Ferdie got out his wallet and handed her two hundred pounds in cash.

‘What’s that for?’

‘It says: PENALTY FOR IMPROPER USE: £200, and I want to use you improperly! Oh Natasha, my darling,’ said Ferdie, taking her in his arms.

By the time Lysander returned to Magpie Cottage the rosy dreams of winning Kitty, induced largely by Bob’s Dom Perignon, had faded and he collapsed into a deep despairing sleep. Woken by his alarm clock set for two in the afternoon so he could back Hannah’s Uncle in the 2.30, he was outraged to find his Ladbroke’s account had been suspended. Transferred to the accounts department, he learned that his December cheque had bounced. Only utter disbelief induced him to open one of the numerous letters from his bank, whereupon he nearly died of shock. He was on to Ferdie in a trice.

‘Does OD at the bottom of the page always mean one’s overdrawn.’

‘Or over-dosing. It certainly does.’

‘By twenty thousand pounds?’

‘Jesus! Did you buy Paradise Grange or something? You had a hundred grand in there in November. Look at your cheques.’

Laboriously Lysander started to decipher them.

‘Well, there’s fifty thousand to Georgie.’

‘Georgie? She was supposed to be paying you.’

‘I hate her so much I paid her back. I didn’t want to be be — whatever it is — to her. Anyway I didn’t get her husband back.’

‘Sale and no return,’ sighed Ferdie. ‘Carry on.’

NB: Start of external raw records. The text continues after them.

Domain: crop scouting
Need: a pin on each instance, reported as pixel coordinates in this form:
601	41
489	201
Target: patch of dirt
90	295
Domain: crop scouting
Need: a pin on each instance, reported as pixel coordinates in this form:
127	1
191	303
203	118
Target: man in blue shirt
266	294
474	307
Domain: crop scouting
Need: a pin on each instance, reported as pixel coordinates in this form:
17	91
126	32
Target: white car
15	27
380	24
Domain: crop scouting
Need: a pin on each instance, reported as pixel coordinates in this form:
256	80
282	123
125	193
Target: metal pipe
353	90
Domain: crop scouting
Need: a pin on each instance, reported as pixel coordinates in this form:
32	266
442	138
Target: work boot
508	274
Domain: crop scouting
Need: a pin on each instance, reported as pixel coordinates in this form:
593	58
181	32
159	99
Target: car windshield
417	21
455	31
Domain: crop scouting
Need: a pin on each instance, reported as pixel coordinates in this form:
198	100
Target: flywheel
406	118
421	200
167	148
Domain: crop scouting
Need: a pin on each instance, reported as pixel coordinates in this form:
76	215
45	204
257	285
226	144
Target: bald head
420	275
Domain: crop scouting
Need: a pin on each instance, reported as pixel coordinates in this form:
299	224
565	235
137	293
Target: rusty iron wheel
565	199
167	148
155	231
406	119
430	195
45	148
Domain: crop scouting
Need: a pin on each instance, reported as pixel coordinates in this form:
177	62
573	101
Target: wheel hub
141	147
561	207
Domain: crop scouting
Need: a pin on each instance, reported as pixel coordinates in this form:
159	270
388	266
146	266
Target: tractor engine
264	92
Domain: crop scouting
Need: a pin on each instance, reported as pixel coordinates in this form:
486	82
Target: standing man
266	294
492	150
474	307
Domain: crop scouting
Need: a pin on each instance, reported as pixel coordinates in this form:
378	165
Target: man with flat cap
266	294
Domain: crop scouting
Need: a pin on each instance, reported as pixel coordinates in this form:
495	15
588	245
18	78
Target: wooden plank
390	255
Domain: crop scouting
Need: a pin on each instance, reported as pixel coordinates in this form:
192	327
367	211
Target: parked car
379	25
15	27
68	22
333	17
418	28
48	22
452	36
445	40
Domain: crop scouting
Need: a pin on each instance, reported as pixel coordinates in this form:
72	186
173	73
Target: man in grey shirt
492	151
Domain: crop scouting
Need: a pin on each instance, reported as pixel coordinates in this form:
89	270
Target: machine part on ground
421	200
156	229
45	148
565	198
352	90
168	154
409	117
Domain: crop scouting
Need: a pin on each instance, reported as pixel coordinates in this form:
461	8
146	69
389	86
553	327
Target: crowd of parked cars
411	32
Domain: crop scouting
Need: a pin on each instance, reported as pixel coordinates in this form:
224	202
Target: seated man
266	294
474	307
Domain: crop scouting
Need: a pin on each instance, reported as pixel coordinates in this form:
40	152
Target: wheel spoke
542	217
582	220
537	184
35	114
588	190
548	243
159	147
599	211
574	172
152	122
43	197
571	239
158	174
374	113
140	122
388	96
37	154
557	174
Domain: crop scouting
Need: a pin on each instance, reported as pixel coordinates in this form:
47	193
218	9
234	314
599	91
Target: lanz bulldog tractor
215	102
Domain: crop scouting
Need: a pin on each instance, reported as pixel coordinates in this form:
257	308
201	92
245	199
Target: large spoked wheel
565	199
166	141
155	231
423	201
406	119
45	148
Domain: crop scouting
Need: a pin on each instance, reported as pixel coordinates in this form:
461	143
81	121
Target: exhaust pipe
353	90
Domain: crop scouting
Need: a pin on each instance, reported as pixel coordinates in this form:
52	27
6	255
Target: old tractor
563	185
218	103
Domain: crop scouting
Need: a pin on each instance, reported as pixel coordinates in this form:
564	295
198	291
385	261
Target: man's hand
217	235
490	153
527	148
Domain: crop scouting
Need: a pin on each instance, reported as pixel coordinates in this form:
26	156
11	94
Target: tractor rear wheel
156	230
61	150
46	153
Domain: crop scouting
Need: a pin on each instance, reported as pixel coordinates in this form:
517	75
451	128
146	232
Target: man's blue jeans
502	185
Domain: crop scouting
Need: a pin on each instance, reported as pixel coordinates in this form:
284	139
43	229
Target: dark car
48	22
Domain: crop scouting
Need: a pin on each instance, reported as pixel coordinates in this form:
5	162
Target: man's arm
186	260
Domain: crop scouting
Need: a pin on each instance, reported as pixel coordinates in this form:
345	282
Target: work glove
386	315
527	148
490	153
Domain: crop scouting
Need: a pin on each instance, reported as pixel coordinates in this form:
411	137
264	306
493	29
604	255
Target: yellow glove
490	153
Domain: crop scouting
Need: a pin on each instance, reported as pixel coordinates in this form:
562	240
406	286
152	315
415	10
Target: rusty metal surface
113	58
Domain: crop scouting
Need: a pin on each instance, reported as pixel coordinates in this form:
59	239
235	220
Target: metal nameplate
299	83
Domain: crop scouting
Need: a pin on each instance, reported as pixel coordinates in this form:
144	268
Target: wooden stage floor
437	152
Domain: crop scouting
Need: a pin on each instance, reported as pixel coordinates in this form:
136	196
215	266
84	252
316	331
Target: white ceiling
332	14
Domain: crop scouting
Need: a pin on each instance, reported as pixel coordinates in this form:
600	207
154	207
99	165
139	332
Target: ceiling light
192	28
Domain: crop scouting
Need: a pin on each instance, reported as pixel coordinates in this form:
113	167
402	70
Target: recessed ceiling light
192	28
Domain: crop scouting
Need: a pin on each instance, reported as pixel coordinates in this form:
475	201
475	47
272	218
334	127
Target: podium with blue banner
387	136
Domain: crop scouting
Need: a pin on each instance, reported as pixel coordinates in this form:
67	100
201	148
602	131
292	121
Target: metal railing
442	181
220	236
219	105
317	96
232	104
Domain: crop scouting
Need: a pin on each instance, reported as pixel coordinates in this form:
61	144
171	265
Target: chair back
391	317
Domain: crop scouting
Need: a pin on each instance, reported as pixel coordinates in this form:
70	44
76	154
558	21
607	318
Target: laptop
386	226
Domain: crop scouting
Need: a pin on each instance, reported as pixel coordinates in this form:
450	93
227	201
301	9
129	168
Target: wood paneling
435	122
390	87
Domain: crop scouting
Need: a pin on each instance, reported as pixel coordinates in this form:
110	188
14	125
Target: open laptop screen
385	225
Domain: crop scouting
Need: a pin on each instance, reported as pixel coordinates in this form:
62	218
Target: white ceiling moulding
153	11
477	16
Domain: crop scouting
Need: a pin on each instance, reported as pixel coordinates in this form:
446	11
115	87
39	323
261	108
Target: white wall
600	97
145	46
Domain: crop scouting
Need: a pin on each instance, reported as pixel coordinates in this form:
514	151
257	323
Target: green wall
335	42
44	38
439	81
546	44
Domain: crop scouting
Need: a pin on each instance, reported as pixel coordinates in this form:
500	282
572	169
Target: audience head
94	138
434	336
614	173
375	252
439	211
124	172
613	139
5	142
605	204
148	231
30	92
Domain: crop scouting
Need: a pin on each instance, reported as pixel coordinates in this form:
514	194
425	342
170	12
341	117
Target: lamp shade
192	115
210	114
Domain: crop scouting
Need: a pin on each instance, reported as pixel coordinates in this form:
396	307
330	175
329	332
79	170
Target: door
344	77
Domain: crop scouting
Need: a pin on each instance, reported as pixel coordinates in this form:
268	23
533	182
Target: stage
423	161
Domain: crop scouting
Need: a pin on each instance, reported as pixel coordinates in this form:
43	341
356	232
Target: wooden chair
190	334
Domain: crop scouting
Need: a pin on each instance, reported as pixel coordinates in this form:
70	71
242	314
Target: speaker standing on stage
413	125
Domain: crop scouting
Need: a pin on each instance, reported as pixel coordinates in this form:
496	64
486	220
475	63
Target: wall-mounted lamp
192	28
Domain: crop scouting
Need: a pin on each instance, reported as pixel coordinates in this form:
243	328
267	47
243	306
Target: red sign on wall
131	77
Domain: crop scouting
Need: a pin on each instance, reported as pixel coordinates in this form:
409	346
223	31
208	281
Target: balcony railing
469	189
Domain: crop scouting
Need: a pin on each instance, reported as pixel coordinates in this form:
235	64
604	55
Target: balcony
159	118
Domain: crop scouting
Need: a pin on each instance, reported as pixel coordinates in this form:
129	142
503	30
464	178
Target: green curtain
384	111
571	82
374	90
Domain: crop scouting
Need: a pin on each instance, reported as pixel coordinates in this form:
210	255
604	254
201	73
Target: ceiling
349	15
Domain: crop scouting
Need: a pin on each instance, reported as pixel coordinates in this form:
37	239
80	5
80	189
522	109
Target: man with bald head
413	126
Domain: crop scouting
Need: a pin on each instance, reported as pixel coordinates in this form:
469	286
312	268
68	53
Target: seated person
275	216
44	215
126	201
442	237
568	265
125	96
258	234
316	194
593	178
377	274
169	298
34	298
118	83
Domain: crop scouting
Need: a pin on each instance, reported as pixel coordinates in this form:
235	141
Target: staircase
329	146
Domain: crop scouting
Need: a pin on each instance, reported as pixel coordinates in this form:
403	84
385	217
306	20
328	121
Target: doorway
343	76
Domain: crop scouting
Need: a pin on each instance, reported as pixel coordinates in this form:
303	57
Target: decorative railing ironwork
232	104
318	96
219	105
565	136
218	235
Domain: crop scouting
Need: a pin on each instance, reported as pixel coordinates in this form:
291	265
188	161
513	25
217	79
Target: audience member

‘And thirty grand back to Marigold. No, she’s honestly on her uppers, and I had to pay my return fare from Brazil, and give Gina a diamond bracelet because I’d walked out on her.’

‘Oh, Lysander,’ said Ferdie wearily.

‘And ten thousand for the Hotel de Versailles. Christ, that’s steep.’

‘You were only there three days.’

‘I know, but Rannaldini wanted Kitty to move into a pokey little room so I picked up the tab for her suite. The Jacuzzi was sensational. Hang on, I’ll ring you back. There’s someone at the door.’

In fact quite a crowd had gathered, stamping their feet on the snowy doorstep, including the owner of The Heavenly Host who hadn’t been paid for four months, a man in a dufflecoat with a drop on the end of his red nose and Marigold, swollen with indignation and a blue Puffa, who was accompanied by a disdainful camel-faced couple in Barbours.

‘Oh, Marigold,’ Lysander pulled her like a lifebelt into the cottage. ‘Is Kitty OK? Please put in a good word for me.’

‘You keep away from Kitty,’ whispered Marigold furiously. ‘You’ll only upset her and Ay don’t think this is funny.’ She thrust a large sign saying BOTTLE BANK, which Ferdie had put in the porch, into his hand. ‘Ay left a note sayin’ Ay was bringing Gwendolyn Chisleden’s nephew and his fiancée to see over the cottage. They’re getting married in April. You mayte have shaved and got dressed.’

Then she gave a gasp of horror as she took in the chaos behind him: overflowing ashtrays, glasses on every table, a floor littered with clothes, chewsticks and newspapers turned to the racing pages and washing-up rising out of the sink and along the window-sill to meet an army of mouldy green milk bottles.